Julia Xia '19Contributing Writer
The Pioneer Valley Workers Center, Massachusetts Jobs with Justice, Northampton community members and the Raise Up Mass Coalition rallied outside the State House in Boston where the state legislators convened last Tuesday.
The legislators discussed bills proposed by the Fight for $15 campaign that would raise the minimum wage to $15 per hour across the state. These bills also aim to raise the tipped minimum wage from its current $3 per hour in Massachusetts, make sure that employees receive their work schedules well in advance and protect the rights of pregnant workers.
The Pioneer Valley Workers Center has played a major role in mobilizing low-wage and immigrant workers in the area in just one year of existence.
“We need to put more money into the hands of workers, so they have more buying power.
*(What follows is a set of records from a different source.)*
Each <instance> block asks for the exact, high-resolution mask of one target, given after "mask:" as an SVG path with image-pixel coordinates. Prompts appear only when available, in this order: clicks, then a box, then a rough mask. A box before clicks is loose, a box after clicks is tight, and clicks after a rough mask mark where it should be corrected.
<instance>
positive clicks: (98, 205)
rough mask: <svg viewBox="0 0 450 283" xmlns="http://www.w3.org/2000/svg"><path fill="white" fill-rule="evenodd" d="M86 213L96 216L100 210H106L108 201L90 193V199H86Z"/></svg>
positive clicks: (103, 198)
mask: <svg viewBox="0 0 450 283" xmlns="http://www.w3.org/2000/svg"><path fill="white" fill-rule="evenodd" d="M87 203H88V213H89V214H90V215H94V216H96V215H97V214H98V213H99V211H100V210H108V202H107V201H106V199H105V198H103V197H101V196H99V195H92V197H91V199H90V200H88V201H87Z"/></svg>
Wage has continued to stagnate. How can we justify letting workers only make under $19,000 a year to support themselves?” said Rose Bookbinder, a coordinator at the Workers Center. “When anyone is oppressed or not being treated with the dignity they deserve, that affects us all.”
Gretchen Ravenhurst, a server at Hotel Northampton’s restaurant, and Peter Simpson, owner of Haymarket Cafe in Northampton, spoke at the rally on Tuesday. Both participated in a panel discussion for the Labor and Workforce joint committee.
“The mentality that serving is not a career, and serving is a temporary job” is a major obstacle for many workers in the food service industry, said Ravenhurst.
Peter Simpson recently eliminated tipping at Haymarket Cafe in favor of paying higher wages to his employees. In November, starting wages at the cafe will rise to $14 per hour and are set to reach $17 per hour by 2018.
In a statement by the Pioneer Valley Workers Center prior to the rally on Tuesday, Ravenhurst said, “Walking away from a 10 to 11 hour shift with a $6 total average hourly is humiliating.”
Many supporters consider the current federal minimum wage at $7.25 per hour to be “starvation pay” and demand a living wage. According to the National Employment Law Project, more than 50 percent of workers make less than $15 per hour in the food preparation and service industries.
Massachusetts policymakers are still in the process of deliberating on the Fight for $15 bills, which include legislation establishing wages for workers at retail stores and fast food chains, and tipped worker’s wage and state living wages.
Presidential candidate Sen. Bernie Sanders introduced a bill in July that would increase the national minimum wage to $15 an hour. New York City, Seattle, Los Angeles and San Francisco are in the process of raising the citywide minimum wage to $15 per hour within the next few years.
The wage increase would benefit employees in a variety of industries. A full-time worker earning $15 per hour would make around $31,000 per year.